Investing in cryptocurrency: yes or no

Capital investments: the world has already realized that cryptocurrencies are the future, so to speak, and the next evolutionary step of cash. For example, Tesla has invested $1.5 billion in Bitcoins, and Grayscale holds the largest Bitcoin package, valued at $7.4 billion. If you looked at the growth rates of the most popular cryptocurrencies over the past year, you might ask yourself: Can I start investing in cryptocurrencies now?

Reasons for the growth of cryptocurrencies

The 2020 events have once again shown that there is nothing permanent in the world. This statement is also true for the financial markets. A year earlier, investors were scratching their heads. Hardly any asset position existed that they could safely invest in. Even gold, which had always been considered by investors as something permanent, crashed. The shares of some companies increased unnecessarily and became bubbles. At that moment, investors turned to cryptocurrency as an asset class that has little correlation with other assets.

As of January 2020, bitcoin was at 7.400 $ and rose to 64 by April 2021.000 $. Investors recognized the rise of cryptocurrency exchanges and considered them as risk hedges and profitable investments in the medium to long term. Large corporate and venture capital investors considered bitcoin a protective asset that keeps capital from losing value in times of crisis.

How to find your grail among cryptocurrencies

To find your promising crypto asset after this overview of cryptocurrencies, you should closely follow what's happening in the cryptocurrency world and learn how to correctly interpret local developments. Blogs by experts in the field, opinions of opinion leaders, channels with detailed analysis of interesting new crypto projects are helpful here. Remember that the biggest threat to investors is cryptocurrency bubbles fueled by hype.

To spot them, you need to be able to recognize the signs of a HYIP bubble. The first of these is a constant stream of commercials. This includes various references on social networks, discussions by "experts" of unknown origin and various media personalities. The second reason is the irrepressible desire of the public to participate in the hype.

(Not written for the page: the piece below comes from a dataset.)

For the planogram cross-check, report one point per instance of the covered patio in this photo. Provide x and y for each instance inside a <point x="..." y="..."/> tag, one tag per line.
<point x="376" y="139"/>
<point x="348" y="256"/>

Is it worth investing in cryptocurrencies

If you have asked yourself this question, you already know what cryptocurrencies are and if you are about to buy bitcoin in Germany, the clear answer is: yes, you should. Although cryptocurrencies still carry a high level of risk, with a little knowledge you can make profits quite quickly. Those who invest in cryptocurrencies for the long term will also see excellent results. Experts predict that this year bitcoin will break the 100.000 dollar mark will be reached.

Looking at the speed at which major cryptocurrencies are crossing new borders, it looks like reaching the mark is just a matter of time. The current market situation is only good for investors. You have a chance to get into the market without buying bitcoin for 60.Buy $000 or more of cryptocurrency – for those interested, now is the time to invest in digital gold.

NFT Popularity

NFT (Non-Fungible Token) is an irreplaceable digitally protected object. It is based on a stored string of characters that cannot be replaced or copied. (Source:Wikipedia)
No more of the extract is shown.